L'expression de ces demandes intervient à dessein : la Commission doit prochainement dévoiler son "plan européen pour le logement abordable", en principe dès le mois de mars, avec pour principaux objectifs une réduction des coûts de construction et une augmentation de l’offre. Ursula von der Leyen l'avait fait savoir dès sa réélection en juillet dernier. Cela figure donc sur la feuille de route de Dan Jørgensen.

S'exprimant devant les membres du Comité des régions, le commissaire n'en a toutefois guère dévoilé le contenu. Au rang des constats, il a égrené quelques chiffres : en moyenne en Europe, les loyers ont augmenté d'environ 25% en 15 ans ; "en 2023, environ 10% de la population de l'UE dépensait 40% ou plus de son revenu disponible pour le logement et les coûts associés" ; "près de 900.000 personnes sont sans domicile en Europe"…
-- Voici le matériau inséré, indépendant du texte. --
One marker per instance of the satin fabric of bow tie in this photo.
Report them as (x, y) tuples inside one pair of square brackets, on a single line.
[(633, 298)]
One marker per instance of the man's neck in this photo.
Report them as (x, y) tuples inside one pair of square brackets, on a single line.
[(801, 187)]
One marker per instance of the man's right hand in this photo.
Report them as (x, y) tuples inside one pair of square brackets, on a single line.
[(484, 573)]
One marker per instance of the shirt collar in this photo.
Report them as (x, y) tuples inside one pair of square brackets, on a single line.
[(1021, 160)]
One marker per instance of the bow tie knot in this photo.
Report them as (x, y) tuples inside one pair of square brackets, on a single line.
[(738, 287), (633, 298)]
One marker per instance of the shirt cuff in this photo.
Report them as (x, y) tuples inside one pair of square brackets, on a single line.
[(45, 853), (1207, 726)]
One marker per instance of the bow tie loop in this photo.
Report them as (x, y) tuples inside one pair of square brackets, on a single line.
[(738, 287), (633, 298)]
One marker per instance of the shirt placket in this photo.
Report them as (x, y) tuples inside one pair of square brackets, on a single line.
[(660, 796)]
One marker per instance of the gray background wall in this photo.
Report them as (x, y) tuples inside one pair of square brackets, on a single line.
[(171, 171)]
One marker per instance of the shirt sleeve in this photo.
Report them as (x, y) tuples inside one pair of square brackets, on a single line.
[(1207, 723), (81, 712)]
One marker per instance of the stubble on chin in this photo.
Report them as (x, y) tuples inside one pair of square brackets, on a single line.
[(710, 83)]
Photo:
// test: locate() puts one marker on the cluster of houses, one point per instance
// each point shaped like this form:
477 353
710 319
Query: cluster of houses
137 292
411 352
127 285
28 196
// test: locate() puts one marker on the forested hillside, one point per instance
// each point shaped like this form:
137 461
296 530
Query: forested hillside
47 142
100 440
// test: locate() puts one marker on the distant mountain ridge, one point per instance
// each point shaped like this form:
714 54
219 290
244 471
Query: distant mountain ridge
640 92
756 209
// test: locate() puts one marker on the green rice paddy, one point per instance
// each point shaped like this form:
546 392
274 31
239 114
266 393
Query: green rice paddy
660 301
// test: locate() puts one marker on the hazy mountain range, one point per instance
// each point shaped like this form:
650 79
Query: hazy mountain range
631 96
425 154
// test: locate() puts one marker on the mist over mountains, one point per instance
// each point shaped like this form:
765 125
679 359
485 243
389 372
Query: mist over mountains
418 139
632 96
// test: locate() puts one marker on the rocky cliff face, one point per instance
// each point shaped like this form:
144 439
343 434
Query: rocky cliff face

À la question "que pouvons-nous faire au niveau européen ?", Dan Jørgensen répond très vite par une limite : "La responsabilité incombe principalement aux États membres, avec les autorités régionales et locales, et nous devons respecter le principe de subsidiarité dans ce domaine et d'autres." Là-dessus, les membres du Comité des régions ne disent guère autre chose, parlant de "subsidiarité active" et souhaitant que "les actions au niveau de l’UE complètent et soutiennent les efforts nationaux, régionaux et locaux plutôt que d’imposer une solution universelle". "Le plan européen pour le logement abordable [doit] être conçu en étroite collaboration avec les collectivités locales et régionales, en veillant à ce que les perspectives locales et régionales soient pleinement intégrées", écrivent-ils/

Dan Jørgensen considère en outre que l'Europe fait en réalité beaucoup : "Plus de 21 milliards d'euros, provenant de la facilité pour la reprise et la résilience, ont été alloués aux réformes et investissements dans le logement. Sous le cadre financier pluriannuel actuel, au total, 10,4 milliards d'euros d'investissements dans le logement sont prévus via les fonds de cohésion."

"Que pouvons-nous faire de plus pour vous soutenir ? Certaines idées sont déjà sur la table", a-t-il dit : "permettre aux États membres de doubler les investissements de la politique de cohésion dans le logement abordable, mobiliser les investissements publics et privés via la plateforme paneuropéenne d'investissement en collaboration avec la BEI et d'autres partenaires financiers, et examiner les règles actuelles des aides d'État pour voir si elles restreignent inutilement les investissements dans le logement abordable".